Tak, Panie Boże, rozważamy o Twoich darach, które objawiają się wśród nas. Tak chcemy wyrazić dziękczynienie za wszystko, co zdziałałeś przez Mieczysława - ucznia licealistę, duszpasterza i kierownika
kurialnej kancelarii. Zechciej wysłuchać naszej prośby. Wiemy, że miłujesz wierność. Słyszymy w tym tygodniu płacz Magdaleny przy pustym grobie. Płakała za Panem, bo była wierna. Trwała przy grobie, bo
została zauroczona wiernością Pana. Ulitowałeś się nad nią i zawołałeś ją po imieniu. Wtedy poznała Ciebie, Zmartwychwstałego.
Prosimy Cię, Panie, zawołaj po imieniu ks. Mieczysława - wiernego sługę Kościoła i diecezji, i wiernego kanclerza. Niech pozna miłość, miłosierdzie Tego, który powoływał go przez ludzi. Wezwij go,
Panie, po imieniu i poprowadź go do domu Ojca, gdzie mieszkań jest wiele. Amen.
***
We środę, 8 kwietnia, przypada piąta rocznica śmierci ks. dr. Mieczysława Rubaka. Od 1975 r. pracował w kurii jako notariusz oraz pełnił obowiązki proboszcza parafii św. Izydora w Posłowicach. W 1986
r. został kanclerzem kurii. Był kapłanem oddanym służbie Kościołowi i człowiekowi. Pamiętamy jego troskę o pogłębiony rozwój życia religijnego wiernych w parafii w Posłowicach. Troszczył się także o swoją
rodzinną parafię - w Skorzeszycach. Często odwiedzał pracujących tam księży, służył radą i pomocą. Cieszył się osiągnięciami, ale umiał także znosić porażki. Nie kapitulował szybko - mobilizował siebie
i innych do działania.
Kochał pomagać innym. Wychowany w skromnych warunkach, był wrażliwy na niedolę drugiego człowieka. Nie przechodził obojętnie, gdy widział cierpienie i biedę. Z wielką miłością wspominał swojego proboszcza
z parafii w Skorzeszycach, ks. Józefa Sygułę. To dzięki jego posłudze i dobroci, której wyrazem był rozdzielany między dzieci chleb, zrodziło się w nim powołanie do kapłaństwa. Pomoc bliźniemu uważał
za swoją powinność. Jako prawnik z wykształcenia, chętnie służył radą. Chciał wszystko dobrze wykonać. Pracując w kurii, troszczył się o ludzi tam pracujących, ale również o to, aby prawo Kościoła było
zachowywane. Umiał łączyć cechę solidności z wiernością zasadom prawa i z szacunkiem do człowieka.
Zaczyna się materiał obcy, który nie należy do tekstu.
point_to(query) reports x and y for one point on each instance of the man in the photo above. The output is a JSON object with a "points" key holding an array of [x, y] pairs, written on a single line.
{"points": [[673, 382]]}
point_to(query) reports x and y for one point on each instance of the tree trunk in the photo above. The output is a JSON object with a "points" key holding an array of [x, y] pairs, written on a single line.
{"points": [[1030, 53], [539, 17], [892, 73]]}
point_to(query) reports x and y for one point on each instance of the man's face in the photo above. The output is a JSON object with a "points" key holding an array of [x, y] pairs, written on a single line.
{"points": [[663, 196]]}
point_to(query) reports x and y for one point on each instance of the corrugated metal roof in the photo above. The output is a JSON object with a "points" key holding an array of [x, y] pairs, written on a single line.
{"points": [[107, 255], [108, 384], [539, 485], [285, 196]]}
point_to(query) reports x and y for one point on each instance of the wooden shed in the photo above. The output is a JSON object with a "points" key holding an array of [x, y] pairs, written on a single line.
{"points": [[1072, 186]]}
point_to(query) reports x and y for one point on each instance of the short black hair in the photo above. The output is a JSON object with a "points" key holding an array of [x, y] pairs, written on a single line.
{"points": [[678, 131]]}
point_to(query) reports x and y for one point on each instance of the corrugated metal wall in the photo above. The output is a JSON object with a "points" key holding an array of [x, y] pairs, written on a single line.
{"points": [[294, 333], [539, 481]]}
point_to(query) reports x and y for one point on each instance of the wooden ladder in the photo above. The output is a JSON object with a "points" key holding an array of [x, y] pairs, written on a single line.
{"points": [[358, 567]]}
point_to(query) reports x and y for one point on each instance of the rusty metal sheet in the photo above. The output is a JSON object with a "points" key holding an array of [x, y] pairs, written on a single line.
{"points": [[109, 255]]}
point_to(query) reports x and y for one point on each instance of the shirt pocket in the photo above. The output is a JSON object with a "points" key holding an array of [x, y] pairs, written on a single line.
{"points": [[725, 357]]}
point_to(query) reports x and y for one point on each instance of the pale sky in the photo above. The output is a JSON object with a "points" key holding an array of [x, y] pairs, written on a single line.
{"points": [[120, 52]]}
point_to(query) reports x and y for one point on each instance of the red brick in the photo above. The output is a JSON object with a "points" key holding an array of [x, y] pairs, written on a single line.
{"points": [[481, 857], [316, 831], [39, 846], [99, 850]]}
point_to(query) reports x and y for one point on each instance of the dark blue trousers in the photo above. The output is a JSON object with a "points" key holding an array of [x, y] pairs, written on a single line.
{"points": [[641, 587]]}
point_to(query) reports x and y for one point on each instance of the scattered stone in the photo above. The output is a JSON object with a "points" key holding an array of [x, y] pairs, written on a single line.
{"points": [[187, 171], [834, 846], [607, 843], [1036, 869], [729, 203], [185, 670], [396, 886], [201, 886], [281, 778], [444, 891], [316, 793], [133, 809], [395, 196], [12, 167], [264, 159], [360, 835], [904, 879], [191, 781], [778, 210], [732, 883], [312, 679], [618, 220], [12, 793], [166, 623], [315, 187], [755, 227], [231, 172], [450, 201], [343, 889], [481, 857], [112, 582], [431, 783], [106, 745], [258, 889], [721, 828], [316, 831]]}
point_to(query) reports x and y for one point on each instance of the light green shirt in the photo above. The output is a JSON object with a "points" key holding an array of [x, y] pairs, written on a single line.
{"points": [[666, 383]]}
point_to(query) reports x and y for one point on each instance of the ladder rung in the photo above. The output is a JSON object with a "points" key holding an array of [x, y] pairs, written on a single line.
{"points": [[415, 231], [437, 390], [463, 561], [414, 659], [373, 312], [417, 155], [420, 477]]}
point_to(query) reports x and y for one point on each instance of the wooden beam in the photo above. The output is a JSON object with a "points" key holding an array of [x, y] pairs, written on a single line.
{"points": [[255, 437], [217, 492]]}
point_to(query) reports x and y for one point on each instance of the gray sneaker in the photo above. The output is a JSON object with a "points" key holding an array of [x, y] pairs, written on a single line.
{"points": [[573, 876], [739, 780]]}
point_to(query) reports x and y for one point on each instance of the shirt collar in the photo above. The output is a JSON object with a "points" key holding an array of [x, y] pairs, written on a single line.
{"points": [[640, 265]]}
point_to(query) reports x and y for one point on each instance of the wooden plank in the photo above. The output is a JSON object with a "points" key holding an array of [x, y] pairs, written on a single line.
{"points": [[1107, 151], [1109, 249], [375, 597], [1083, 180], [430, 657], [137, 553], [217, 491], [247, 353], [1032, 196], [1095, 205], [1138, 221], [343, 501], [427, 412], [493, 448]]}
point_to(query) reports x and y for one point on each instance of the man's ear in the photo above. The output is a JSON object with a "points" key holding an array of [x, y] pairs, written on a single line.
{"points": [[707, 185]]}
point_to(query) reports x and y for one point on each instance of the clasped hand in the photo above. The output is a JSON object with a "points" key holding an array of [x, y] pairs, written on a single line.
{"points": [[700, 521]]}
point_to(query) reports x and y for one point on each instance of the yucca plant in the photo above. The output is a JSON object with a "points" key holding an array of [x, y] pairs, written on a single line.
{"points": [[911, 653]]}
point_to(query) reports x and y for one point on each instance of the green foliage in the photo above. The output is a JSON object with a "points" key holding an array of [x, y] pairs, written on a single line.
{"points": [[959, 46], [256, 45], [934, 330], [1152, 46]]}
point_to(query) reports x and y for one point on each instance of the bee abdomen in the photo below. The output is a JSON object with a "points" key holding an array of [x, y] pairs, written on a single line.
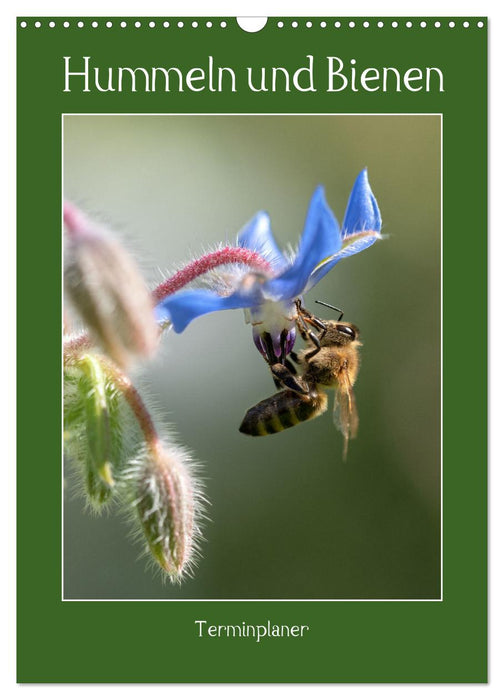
{"points": [[281, 411]]}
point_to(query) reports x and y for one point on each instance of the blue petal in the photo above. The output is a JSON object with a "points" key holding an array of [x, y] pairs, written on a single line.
{"points": [[256, 235], [352, 248], [321, 240], [362, 212], [184, 307]]}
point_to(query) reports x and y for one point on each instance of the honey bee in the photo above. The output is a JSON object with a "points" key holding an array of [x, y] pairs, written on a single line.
{"points": [[330, 360]]}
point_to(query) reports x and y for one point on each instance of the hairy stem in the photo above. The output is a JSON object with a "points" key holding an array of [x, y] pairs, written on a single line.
{"points": [[207, 262], [136, 404]]}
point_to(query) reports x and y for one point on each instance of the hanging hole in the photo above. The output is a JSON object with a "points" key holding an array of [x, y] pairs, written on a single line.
{"points": [[252, 24]]}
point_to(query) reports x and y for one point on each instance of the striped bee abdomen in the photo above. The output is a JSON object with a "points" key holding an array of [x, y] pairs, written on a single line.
{"points": [[281, 411]]}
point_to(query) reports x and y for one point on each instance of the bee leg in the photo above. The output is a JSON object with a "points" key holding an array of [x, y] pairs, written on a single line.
{"points": [[288, 380], [289, 364], [295, 357]]}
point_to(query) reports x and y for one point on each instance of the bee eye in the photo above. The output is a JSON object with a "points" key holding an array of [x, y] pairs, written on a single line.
{"points": [[347, 330]]}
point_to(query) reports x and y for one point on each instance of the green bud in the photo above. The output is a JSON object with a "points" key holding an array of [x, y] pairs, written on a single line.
{"points": [[93, 427], [166, 503]]}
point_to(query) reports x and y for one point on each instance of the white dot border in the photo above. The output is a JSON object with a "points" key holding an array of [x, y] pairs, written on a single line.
{"points": [[280, 23]]}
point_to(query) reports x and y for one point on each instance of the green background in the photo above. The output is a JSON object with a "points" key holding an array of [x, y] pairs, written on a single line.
{"points": [[289, 520]]}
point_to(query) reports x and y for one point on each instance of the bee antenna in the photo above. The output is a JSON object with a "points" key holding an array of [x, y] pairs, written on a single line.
{"points": [[330, 306]]}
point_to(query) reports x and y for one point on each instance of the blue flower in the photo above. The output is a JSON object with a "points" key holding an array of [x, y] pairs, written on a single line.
{"points": [[269, 299]]}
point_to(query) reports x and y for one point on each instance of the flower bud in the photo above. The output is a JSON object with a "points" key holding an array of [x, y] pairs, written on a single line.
{"points": [[108, 291], [93, 433], [166, 503]]}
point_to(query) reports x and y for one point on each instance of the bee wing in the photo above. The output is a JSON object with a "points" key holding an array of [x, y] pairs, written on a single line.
{"points": [[345, 415]]}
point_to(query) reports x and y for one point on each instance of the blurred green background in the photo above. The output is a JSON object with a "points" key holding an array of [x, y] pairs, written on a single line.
{"points": [[288, 518]]}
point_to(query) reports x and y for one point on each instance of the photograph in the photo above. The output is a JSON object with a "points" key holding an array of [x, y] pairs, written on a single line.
{"points": [[252, 357]]}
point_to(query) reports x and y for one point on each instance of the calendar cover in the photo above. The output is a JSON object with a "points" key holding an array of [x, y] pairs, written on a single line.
{"points": [[252, 349]]}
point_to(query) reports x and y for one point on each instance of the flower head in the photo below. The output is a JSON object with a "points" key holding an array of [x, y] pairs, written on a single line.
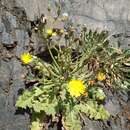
{"points": [[54, 34], [26, 58], [91, 82], [101, 76], [49, 32], [76, 88]]}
W październiku 1997 r. nagle zachorował. Potem było długie leczenie - ból i zniecierpliwienie. Osłabienie coraz bardziej dawało o sobie znać. Nie mógł już pracować. Niepokoił się, że tak szybko odchodzi.
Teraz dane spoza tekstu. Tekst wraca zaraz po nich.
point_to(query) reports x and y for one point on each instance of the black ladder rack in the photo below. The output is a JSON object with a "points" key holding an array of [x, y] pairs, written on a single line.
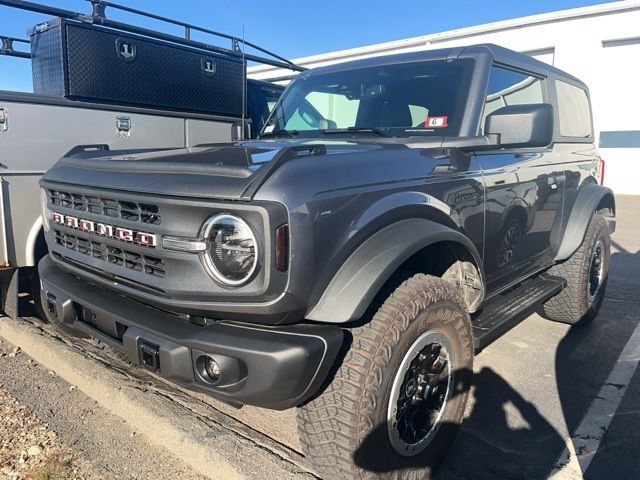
{"points": [[98, 17]]}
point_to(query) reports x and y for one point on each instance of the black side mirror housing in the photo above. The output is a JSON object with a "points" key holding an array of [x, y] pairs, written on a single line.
{"points": [[522, 126]]}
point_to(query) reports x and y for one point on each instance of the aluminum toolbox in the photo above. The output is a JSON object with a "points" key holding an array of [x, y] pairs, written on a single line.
{"points": [[91, 63]]}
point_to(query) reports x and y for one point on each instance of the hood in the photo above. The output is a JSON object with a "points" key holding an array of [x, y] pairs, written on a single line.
{"points": [[233, 171]]}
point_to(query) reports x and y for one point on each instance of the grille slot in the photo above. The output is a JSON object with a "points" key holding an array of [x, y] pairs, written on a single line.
{"points": [[108, 207], [118, 256]]}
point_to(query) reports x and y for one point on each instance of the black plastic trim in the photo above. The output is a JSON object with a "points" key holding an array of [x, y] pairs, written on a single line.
{"points": [[359, 279], [589, 197], [281, 366]]}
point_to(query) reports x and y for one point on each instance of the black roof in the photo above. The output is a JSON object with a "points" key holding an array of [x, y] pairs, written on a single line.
{"points": [[494, 52]]}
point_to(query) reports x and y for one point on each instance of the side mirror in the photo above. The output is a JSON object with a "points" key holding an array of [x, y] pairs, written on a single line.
{"points": [[522, 126]]}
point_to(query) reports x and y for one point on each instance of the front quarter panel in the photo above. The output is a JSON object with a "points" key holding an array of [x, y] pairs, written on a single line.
{"points": [[338, 201]]}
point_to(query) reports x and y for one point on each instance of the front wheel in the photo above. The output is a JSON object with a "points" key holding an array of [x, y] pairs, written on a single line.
{"points": [[398, 398]]}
Przeżył zaledwie 59 lat, w tym 34 lata w posłudze kapłańskiej. Chciał żyć, ale plany Pana były inne... Umarł w Wielką Środę, 8 kwietnia 1998 r., w szpitalu na Czarnowie, w Kielcach.
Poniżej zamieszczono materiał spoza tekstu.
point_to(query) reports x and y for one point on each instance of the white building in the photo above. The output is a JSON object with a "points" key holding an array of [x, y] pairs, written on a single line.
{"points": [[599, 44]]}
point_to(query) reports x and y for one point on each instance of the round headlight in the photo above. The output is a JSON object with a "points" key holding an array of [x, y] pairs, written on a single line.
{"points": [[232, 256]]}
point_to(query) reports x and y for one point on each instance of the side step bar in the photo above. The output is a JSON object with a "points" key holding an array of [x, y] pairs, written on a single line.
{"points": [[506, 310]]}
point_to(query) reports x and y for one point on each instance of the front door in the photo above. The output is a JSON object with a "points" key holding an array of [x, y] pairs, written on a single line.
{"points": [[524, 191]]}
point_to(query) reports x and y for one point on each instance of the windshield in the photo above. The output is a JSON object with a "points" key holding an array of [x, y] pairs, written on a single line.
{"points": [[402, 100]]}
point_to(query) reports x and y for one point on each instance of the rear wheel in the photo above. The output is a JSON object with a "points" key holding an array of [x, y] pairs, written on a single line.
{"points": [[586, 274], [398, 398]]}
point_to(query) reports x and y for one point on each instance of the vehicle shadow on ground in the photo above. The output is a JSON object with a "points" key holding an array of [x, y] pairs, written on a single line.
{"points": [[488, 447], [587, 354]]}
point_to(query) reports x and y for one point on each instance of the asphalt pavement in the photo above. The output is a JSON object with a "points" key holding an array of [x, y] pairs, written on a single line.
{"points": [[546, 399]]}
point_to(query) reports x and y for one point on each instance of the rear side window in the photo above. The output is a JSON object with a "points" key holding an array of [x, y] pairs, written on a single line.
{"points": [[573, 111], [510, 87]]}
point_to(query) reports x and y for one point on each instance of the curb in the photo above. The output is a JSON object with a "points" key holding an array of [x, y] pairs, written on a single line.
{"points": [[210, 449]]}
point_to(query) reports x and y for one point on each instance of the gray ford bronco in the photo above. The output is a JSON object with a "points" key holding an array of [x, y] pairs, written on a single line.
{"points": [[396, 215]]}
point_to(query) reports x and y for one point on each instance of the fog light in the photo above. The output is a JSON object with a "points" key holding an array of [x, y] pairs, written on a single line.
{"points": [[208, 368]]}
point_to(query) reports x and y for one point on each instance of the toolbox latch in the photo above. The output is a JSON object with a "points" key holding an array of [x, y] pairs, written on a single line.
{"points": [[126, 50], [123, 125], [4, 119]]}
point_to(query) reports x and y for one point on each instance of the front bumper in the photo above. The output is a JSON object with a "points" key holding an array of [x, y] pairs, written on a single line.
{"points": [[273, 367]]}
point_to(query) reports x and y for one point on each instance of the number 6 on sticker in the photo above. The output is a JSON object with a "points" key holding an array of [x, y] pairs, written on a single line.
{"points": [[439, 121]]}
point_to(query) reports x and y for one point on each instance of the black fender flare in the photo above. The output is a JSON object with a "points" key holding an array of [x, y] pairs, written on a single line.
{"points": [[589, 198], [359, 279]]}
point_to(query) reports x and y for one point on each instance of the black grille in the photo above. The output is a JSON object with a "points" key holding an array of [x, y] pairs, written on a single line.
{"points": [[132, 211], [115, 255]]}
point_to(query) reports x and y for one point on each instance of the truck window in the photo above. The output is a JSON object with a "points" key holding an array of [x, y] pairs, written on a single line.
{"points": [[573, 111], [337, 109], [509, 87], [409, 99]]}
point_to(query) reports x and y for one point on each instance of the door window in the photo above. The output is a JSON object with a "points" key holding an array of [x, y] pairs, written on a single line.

Odszedł kapłan, brat i przyjaciel. Żegnało go 8. biskupów, 400. księży i licznie zgromadzeni wierni. Na jego grobie w Skorzeszycach wciąż palą się znicze - symbol żywej pamięci i wdzięczności.
Dzisiaj, w pięciolecie jego śmierci, wspominamy go z wdzięcznością. Dziękujemy za dobro, za każde życzliwe słowo i wyciągnięte ramiona w stronę potrzebujących. Dziękujemy, że tak wiele mogliśmy się
od niego nauczyć.
We wtorek, w kaplicy Kurii Diecezjalnej, będziemy się modlić o wieczny pokój dla niego. Tym samym będziemy spłacać dług wdzięczności za wszystko, co dzięki jego posłudze stało się naszym udziałem.
"Spieszmy się kochać ludzi, tak szybko odchodzą".